Web Scraping and Sentiment Analysis
13
|Import a PDF File from the Web
Introduction
Previous sections have analyzed text through sentiment analysis and a search for keywords. This section will apply those concepts to an external PDF file, which is a much larger document. This analysis will also import a more extensive list of keywords to compare with the PDF document to identify themes. So several datasets will be imported, compared to manually typing in text as we did in one of the first chapters of the course.
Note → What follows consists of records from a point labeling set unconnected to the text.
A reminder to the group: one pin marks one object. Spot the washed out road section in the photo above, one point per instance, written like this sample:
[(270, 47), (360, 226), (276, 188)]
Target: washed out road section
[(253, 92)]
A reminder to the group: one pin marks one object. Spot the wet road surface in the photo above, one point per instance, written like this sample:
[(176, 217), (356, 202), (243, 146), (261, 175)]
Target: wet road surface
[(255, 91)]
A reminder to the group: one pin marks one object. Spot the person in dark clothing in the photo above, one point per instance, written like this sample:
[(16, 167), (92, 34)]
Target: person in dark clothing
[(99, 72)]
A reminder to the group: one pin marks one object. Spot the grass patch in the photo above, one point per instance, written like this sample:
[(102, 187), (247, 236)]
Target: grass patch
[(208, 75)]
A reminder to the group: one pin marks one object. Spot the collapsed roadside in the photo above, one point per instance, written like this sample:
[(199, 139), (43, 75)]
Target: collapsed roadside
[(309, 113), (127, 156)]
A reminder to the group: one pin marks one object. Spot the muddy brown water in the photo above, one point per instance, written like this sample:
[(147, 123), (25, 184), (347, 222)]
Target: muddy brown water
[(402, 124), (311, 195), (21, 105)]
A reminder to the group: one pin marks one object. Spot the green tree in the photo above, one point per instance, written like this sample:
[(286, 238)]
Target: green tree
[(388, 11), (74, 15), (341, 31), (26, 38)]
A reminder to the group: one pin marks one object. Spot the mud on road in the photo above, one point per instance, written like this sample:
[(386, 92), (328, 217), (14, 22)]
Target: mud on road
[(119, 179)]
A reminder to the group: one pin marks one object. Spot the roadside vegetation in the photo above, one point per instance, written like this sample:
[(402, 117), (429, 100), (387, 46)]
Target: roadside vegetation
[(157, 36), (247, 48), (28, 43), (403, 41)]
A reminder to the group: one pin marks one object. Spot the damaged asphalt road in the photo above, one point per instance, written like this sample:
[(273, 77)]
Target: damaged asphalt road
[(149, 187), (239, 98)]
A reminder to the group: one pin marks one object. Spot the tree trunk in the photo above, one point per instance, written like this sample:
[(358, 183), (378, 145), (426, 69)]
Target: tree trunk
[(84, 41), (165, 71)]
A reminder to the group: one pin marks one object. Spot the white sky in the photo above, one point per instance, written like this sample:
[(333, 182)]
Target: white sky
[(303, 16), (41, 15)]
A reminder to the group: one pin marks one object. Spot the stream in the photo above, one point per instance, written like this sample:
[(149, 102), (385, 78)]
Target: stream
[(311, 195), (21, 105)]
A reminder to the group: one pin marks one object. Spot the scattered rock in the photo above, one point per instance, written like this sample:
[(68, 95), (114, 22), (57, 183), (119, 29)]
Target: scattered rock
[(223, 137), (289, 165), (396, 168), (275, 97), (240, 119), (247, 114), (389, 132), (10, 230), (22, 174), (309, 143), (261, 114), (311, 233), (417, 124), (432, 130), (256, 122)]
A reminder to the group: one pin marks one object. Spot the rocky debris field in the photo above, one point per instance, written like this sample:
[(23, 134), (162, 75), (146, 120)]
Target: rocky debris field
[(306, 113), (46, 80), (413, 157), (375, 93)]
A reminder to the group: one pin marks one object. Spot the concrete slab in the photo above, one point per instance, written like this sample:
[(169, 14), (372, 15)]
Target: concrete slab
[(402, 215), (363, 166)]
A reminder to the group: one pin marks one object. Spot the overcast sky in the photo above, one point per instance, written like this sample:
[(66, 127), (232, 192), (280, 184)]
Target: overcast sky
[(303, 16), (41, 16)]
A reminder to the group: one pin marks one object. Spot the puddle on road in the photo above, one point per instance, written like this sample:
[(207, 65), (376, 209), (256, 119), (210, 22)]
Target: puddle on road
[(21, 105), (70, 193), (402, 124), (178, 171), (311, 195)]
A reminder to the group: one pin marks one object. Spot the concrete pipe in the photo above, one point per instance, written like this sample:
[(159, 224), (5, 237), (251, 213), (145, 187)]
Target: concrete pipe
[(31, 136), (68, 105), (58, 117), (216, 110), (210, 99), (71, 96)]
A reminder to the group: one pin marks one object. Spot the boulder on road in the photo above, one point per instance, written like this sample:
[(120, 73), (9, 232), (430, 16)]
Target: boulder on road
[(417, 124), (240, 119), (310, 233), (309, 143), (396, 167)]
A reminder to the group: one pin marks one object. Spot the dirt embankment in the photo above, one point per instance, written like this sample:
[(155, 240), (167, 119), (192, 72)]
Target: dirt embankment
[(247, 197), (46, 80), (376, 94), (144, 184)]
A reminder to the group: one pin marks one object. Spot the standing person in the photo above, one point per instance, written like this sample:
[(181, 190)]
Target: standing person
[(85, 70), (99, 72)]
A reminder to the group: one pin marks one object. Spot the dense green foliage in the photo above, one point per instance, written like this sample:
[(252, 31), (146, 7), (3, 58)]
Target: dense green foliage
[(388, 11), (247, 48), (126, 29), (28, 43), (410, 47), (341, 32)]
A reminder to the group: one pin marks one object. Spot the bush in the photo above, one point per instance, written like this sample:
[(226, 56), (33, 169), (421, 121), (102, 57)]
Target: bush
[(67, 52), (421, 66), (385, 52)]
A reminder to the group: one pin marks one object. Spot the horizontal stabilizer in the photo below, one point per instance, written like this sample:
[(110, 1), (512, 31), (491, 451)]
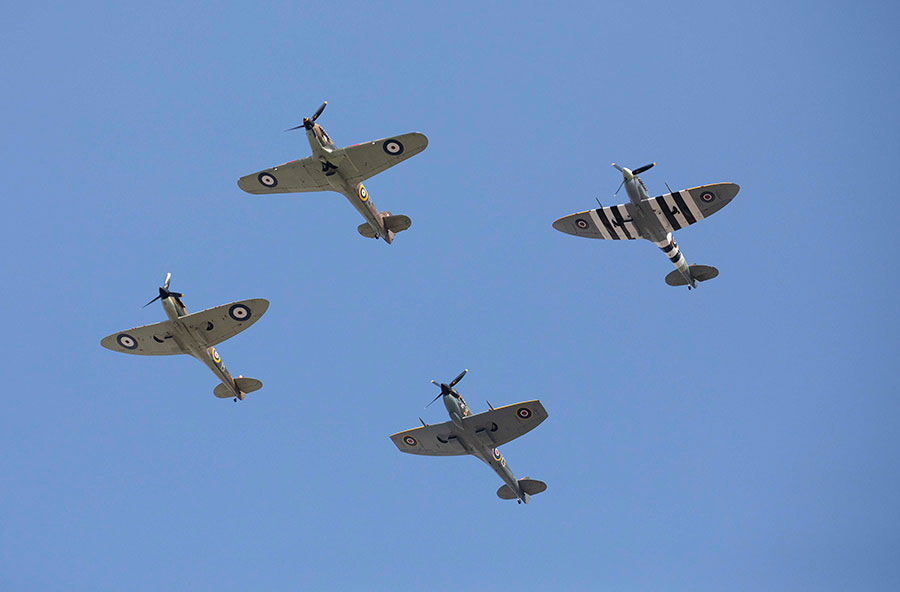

Importing a PDF File and Spreadsheet
Importing a PDF File and Spreadsheet
The Import command has been used in several chapters of this course, and we’ll use it again below to import a PDF in plain text format and store that block of text as a string with the symbol name fullText. Notice there is a second argument to Import that returns the block of text as plain text with no formatting. Import can also return HTML code, just images on the website or just the hyperlinks on a website. This is a large, multipage document, so a semicolon is used to suppress the output. The data is stored, just not printed to the screen:
In[]:=
fullText=Import["https://corporate.mcdonalds.com/content/dam/gwscorp/nfl/investor-relations-content/quarterly-results/Exhibit%2099.1.pdf","Plaintext"];
The Import command can also be used to bring in spreadsheet data and store it as a list. But in our case, instead of somehow sending everyone working through this case a CSV or XLS file, we’ll use the Wolfram Data Repository. Wolfram Data Drop allows anyone to import this exact same data in their respective copies of Mathematica. This shared databin has a specific name, and evaluating it displays a summary:
In[]:=
Databin["1oOD19vSl"]
Out[]=
Databin
Instead of the summary, we want to extract all the elements in the stored list, and Normal returns the dictionary of positive words as a list. This list can then be stored with the symbol posWords so we can compare it against the large PDF document in one of the next steps of the analysis:
In[]:=
posWords=Normal[Databin["1oOD19vSl"]]
Out[]=
{strong,strength,growth,positive,increase,increased,grow,grew,surpassing,milestone,milestones,achievement,momentum,convenience,engagement}
Negative words are stored in a different databin. They can also be stored with a symbol negWords for analysis later:
In[]:=
negWords=Normal[Databin["1oOD0xz8M"]]
Out[]=
{weak,weakness,decline,poor,stagnant,decrease,shrink,shrinking,almost,next quarter,updated,changes,exclusion,exclusions,temporarily,layoff,cut,revised,inflation,pandemic,covid}
With a larger document, it is often useful to create a word cloud or other type of summary to confirm the webpage was imported as intended. This word cloud seems to represent the financial document fairly well:
In[]:=
WordCloud[fullText]
Out[]=
There are also several functions to query the amount of data that is stored in any particular symbol. StringLength tells us there are over 16,000 characters (letters, spaces or punctuation) in the imported block of text:
In[]:=
StringLength[fullText]
Out[]=
16314
Summary
Summary
The concepts for this example are similar to earlier examples but expand to use several data sources that are too large for human inspection. This is the value of writing programs in Wolfram Language that can be used repeatedly for different PDF documents to compare them. Without a program, there would be no practical way to do this type of close inspection.